Law Students Win National Moot Court Competition

Law Students Win National Moot Court Competition

Pictured, from left, are representatives of UA’s national championship moot court team Josh Kravec, Anne Miles Golson, Cory Church, Lindsey Barber and Mary Ksobiech, assistant dean for students.

A University of Alabama Hugh F. Culverhouse Jr. School of Law moot court team recently won a national competition in New York, defeating more than 150 other teams and landing UA its first championship in the event’s history.

The team won preliminary rounds and then defeated William & Mary, South Texas College of Law, Iowa and the defending national champions Northwestern, completing an undefeated run.

Team members include Lindsey Barber, of Buffalo, New York; Cory Church, of Greensboro, North Carolina; and Anne Miles Golson, of Montgomery. The team is coached by Mary Ksobiech, assistant dean of students, and managed by Josh Kravec, a second-year law student.

In the final round, before a panel of six federal and state appellate court judges, Judge Richard C. Wesley described it as having advocacy better than he had heard in his hearings that day.

Of the 28 teams who qualified for the finals, the UA team was the only one comprised solely of second-year law students.
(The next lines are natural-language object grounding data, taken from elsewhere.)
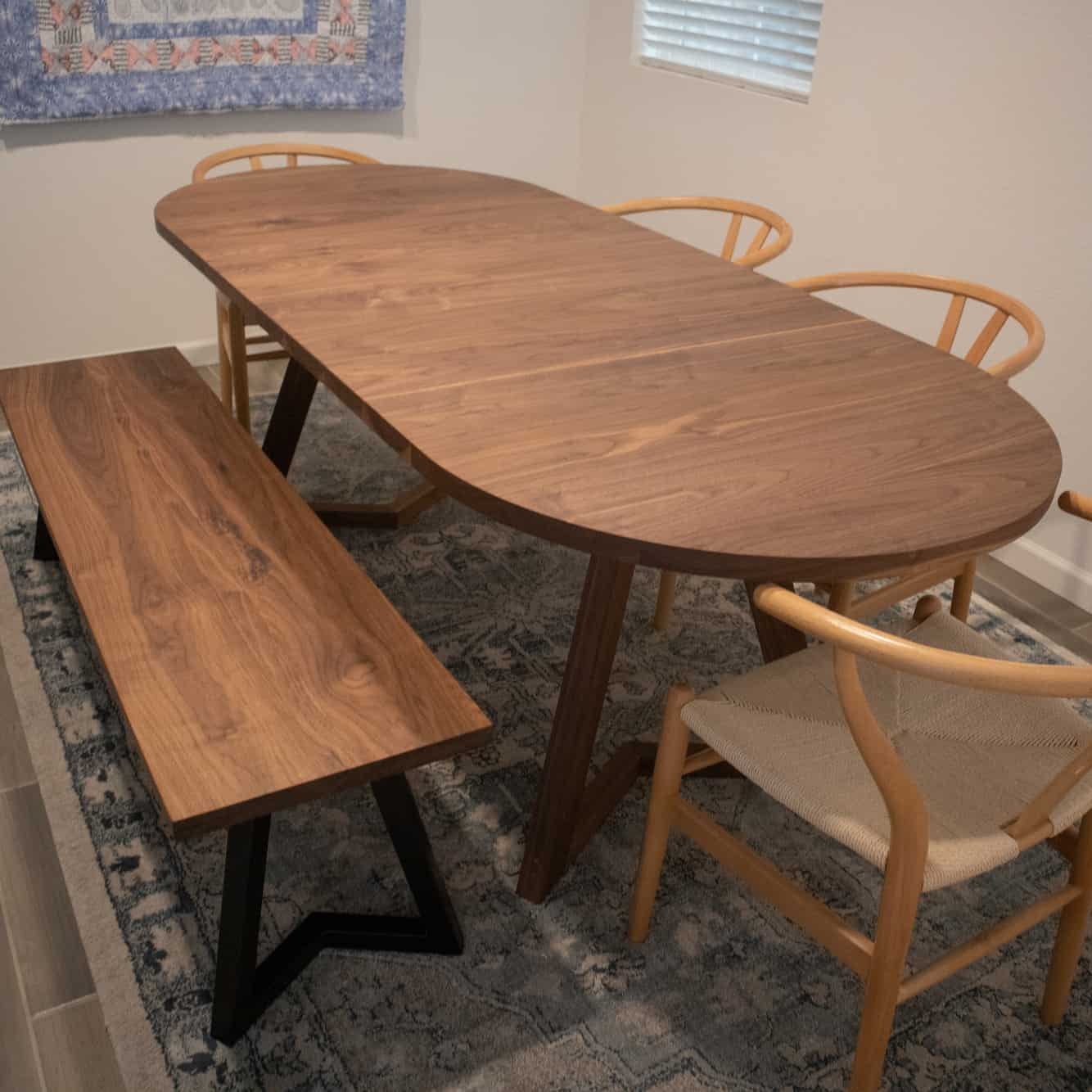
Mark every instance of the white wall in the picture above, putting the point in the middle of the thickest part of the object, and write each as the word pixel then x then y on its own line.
pixel 945 138
pixel 490 85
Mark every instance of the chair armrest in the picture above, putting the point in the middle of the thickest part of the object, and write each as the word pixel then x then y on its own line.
pixel 1076 503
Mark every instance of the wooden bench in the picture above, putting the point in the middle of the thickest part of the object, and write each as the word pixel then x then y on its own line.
pixel 255 666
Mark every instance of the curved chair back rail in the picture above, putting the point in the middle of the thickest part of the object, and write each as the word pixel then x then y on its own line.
pixel 238 349
pixel 255 153
pixel 1049 680
pixel 758 252
pixel 1004 307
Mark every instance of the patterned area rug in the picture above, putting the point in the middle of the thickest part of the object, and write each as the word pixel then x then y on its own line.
pixel 97 58
pixel 724 995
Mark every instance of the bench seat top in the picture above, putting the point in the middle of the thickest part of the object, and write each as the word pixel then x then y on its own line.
pixel 255 663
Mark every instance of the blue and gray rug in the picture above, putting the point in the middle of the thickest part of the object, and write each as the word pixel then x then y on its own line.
pixel 725 994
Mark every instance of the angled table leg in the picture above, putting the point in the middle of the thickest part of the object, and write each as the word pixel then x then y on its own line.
pixel 245 987
pixel 282 438
pixel 549 836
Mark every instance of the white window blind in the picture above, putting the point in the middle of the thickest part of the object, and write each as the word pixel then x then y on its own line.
pixel 765 44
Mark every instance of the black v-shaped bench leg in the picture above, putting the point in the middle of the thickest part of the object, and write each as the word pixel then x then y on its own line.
pixel 246 988
pixel 44 548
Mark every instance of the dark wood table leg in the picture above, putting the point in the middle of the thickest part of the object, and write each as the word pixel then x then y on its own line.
pixel 549 836
pixel 282 438
pixel 775 639
pixel 290 412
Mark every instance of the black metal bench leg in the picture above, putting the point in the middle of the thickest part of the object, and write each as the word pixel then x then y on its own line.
pixel 44 548
pixel 290 413
pixel 246 988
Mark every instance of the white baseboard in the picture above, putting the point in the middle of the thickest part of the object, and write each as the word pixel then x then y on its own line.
pixel 1052 571
pixel 200 354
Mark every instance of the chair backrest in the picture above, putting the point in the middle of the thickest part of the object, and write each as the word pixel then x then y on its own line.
pixel 257 153
pixel 852 639
pixel 758 252
pixel 1004 307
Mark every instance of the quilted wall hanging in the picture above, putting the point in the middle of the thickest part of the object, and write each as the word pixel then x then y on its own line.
pixel 97 58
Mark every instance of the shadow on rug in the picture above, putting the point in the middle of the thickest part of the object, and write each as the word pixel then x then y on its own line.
pixel 724 995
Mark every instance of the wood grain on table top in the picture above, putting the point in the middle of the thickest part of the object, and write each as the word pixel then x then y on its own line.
pixel 255 664
pixel 593 381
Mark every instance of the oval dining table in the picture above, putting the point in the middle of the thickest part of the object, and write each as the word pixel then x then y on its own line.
pixel 598 385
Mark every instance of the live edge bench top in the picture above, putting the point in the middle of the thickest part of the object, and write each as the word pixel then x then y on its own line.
pixel 255 664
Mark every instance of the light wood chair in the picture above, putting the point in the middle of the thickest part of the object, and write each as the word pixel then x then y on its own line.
pixel 241 343
pixel 962 571
pixel 986 765
pixel 758 252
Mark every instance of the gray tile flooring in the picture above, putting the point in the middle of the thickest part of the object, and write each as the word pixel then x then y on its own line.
pixel 54 1039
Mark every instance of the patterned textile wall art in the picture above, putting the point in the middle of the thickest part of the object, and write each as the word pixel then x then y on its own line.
pixel 97 58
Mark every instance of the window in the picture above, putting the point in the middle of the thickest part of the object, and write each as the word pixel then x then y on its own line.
pixel 769 45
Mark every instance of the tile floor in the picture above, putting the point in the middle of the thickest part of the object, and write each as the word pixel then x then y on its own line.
pixel 54 1039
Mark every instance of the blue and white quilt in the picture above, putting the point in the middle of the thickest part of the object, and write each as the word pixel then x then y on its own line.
pixel 95 58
The Moot Court Fellows program was started in 2011 to train a team of second-year law students in moot court to improve their success rates in their third year. This is the second time in the last four years that the Alabama Moot Court Fellows team has advanced past regionals to the national tournament.

Golson was named the Best Advocate for the tournament.

This summer, Barber will work for Baker Donelson and Waller Lansden in Birmingham, Church will work at Bradley Arant and McGuire Woods in Charlotte, North Carolina and Golson will split her summer between Bradley Arant in Birmingham and Jones Day in Washington, D.C.